# Software for Editing



## KLaw (May 8, 2009)

I have a hard time with sw's visualizer and bm's similar program. These seem to take forever and half the time I can't save the pic that I spent an hour or so working on. Do any of y'all know of a low cost (under $100) program / software that can be purchased for downloading a digital pic and then editing it to show a potential client what their room would look like in their color choice? I appreciate any input. I don't even know what terms I would use to search for this type of program


----------



## johnpaint (Sep 20, 2008)

I bought some software about a year ago, hated it. You had to take your mouse and outline all the areas and then fill them in with color. Like you said, took for ever. I also have not seen any of them that look realistic at all. Kind of cartoon like. Also colors on the computer always look different than real life.


----------



## straight_lines (Oct 17, 2007)

Photoshop elements may be able to do what you want mate. Grab the trial at the bottom of this page and see if it does what you need. I have CS4 so I use the full version and am not familiar with the feature set in ps elements, but something as simple as masking a wall and applying a color to it should be one of them.

You can find it much cheaper than on the adobe site just search around.  Just keep in mind that what Johns said about the colors being way off. Even if you do them on your computer and email them to a client they can look much different depending on how their monitor has been tuned.


----------



## BESMAN (Jul 15, 2009)

Also, GIMP is a free photo editing program that works very much like photoshop. I do a lot of photography on the side and have found GIMP does more than needed without being a trial version or very expensive.
http://download.cnet.com/GIMP/3000-2192_4-10073935.html?tag=mncol

another free photo editing program that i like to use , which is more simplistic and easy to understand and utilize is photoscape..it may be worth checking out as well.

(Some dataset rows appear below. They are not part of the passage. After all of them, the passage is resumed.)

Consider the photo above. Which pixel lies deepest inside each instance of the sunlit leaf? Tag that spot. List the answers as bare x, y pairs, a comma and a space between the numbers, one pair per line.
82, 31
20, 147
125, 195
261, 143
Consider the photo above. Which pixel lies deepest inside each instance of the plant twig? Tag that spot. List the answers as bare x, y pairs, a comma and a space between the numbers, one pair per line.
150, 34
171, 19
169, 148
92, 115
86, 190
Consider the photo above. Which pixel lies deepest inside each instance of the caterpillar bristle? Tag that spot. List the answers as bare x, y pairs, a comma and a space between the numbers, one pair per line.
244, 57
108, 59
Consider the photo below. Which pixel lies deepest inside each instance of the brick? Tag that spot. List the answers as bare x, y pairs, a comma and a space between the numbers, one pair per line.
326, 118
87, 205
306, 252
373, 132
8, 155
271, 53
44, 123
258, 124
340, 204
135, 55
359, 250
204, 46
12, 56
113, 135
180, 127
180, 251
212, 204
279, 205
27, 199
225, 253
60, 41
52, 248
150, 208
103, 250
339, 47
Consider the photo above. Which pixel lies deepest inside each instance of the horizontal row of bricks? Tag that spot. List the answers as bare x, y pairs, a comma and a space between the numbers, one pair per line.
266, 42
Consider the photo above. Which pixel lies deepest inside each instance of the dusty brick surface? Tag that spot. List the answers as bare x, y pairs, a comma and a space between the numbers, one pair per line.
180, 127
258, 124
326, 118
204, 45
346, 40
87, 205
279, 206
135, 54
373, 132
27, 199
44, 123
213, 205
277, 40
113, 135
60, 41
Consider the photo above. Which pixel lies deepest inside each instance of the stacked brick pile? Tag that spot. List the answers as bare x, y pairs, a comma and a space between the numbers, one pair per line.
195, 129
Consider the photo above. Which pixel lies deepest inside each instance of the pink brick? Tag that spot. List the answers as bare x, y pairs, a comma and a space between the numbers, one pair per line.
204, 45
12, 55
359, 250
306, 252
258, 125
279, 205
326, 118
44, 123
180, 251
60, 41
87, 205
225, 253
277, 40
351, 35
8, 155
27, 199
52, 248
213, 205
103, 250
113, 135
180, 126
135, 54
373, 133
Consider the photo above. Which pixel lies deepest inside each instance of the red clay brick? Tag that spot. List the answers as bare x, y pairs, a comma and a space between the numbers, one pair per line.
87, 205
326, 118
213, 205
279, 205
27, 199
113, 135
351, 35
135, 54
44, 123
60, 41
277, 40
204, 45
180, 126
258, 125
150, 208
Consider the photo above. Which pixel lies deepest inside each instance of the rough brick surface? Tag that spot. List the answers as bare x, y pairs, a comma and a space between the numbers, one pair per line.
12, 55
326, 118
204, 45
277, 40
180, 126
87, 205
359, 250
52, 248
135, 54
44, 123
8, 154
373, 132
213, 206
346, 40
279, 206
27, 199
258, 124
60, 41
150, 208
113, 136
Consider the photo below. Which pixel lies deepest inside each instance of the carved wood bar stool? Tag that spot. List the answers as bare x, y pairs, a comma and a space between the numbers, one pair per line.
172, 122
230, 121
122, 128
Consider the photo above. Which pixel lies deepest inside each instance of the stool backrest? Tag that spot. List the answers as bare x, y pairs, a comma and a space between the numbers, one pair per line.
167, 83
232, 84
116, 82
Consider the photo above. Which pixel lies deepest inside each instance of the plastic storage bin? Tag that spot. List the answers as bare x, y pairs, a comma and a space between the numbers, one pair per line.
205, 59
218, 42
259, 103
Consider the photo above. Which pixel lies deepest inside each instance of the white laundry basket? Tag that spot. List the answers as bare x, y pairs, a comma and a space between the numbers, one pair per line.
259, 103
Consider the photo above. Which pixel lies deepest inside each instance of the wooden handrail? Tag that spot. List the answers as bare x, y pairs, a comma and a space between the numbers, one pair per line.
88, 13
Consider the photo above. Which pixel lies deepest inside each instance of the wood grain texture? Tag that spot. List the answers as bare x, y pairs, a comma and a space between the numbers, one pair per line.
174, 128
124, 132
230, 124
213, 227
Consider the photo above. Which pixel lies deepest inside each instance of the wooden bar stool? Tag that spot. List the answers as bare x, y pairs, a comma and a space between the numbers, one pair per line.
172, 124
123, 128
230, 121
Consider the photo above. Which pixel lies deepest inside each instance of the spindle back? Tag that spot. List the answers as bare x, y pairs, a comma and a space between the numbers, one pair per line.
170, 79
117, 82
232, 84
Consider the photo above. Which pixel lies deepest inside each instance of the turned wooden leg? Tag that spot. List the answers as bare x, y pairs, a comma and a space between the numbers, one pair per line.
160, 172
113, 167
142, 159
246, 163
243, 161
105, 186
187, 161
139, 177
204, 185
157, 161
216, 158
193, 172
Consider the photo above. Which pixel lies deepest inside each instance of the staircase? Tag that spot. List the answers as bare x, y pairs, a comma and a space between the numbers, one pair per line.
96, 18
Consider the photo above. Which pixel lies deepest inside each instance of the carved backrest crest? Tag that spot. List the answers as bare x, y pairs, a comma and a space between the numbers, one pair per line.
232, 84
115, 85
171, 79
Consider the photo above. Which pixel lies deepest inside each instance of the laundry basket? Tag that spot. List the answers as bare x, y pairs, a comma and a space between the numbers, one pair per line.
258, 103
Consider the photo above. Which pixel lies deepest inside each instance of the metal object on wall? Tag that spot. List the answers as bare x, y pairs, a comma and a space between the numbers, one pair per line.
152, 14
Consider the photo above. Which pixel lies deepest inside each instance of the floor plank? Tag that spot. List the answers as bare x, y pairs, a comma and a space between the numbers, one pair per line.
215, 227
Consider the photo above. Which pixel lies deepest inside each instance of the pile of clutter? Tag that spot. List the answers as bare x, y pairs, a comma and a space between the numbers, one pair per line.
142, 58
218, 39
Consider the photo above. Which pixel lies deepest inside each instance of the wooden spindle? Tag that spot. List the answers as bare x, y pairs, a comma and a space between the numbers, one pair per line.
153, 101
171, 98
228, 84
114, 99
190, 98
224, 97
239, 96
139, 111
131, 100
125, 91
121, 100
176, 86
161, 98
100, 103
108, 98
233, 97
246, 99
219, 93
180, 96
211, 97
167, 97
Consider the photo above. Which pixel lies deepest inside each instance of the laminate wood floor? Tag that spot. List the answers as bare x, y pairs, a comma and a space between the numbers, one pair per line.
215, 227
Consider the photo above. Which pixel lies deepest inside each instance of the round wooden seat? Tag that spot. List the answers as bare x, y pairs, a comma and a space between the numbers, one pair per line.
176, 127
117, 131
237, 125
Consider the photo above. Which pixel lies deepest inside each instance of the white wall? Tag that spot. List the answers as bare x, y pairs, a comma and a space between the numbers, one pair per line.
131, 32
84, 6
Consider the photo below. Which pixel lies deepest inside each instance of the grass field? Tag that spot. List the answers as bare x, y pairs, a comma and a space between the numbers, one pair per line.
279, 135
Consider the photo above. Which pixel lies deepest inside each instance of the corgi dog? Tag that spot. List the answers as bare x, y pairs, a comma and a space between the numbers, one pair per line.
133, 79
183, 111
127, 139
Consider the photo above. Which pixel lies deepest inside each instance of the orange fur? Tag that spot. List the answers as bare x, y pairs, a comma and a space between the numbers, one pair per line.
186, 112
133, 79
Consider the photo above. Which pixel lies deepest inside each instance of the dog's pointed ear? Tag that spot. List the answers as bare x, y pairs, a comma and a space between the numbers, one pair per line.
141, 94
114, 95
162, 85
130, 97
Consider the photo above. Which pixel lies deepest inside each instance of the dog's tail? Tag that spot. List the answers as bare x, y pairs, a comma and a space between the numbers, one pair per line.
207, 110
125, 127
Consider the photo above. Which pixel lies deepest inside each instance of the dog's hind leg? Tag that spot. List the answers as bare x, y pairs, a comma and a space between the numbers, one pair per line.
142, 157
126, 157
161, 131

http://download.cnet.com/PhotoScape/3000-2192_4-10703122.html


I've never really tried to do what you are talking about with these but i would think it is possible, i definitely do use these programs to edit photos of my jobs , make collages of my work and stuff like that for my website.


----------



## deach (May 11, 2008)

I've done one or two in gimp. The visualizer stuff is quicker but, I think for what you're talking about Gimp will work fine and.....it's free.


----------



## KLaw (May 8, 2009)

Thanks for all of the feedback - I appreciate it. I am not trying show the client exactly what it will look like - just a general idea. For example, I am doing this ladies specialty shop (girls trinquettes, specialty / custom make-up, etc...) 
Currently, walls are a flat, light pink. She wants hot pink with some black stenciling coming down in columns. This being a night-n-day difference, will give her a better vision. Hopefully, it impresses her as well. Thanks.


----------



## deach (May 11, 2008)

fresh coat said:


> Thanks for all of the feedback - I appreciate it. I am not trying show the client exactly what it will look like - just a general idea. For example, I am doing this ladies specialty shop (girls trinquettes, specialty / custom make-up, etc...)
> Currently, walls are a flat, light pink. She wants hot pink with some black stenciling coming down in columns. This being a night-n-day difference, will give her a better vision. Hopefully, it impresses her as well. Thanks.


Probably have to use photoshop or gimp then. I can see where you're running into problems with the visualizers on that scenario. Yes although it takes time they're usually pretty impressed when you can show them something like that. Good luck.


----------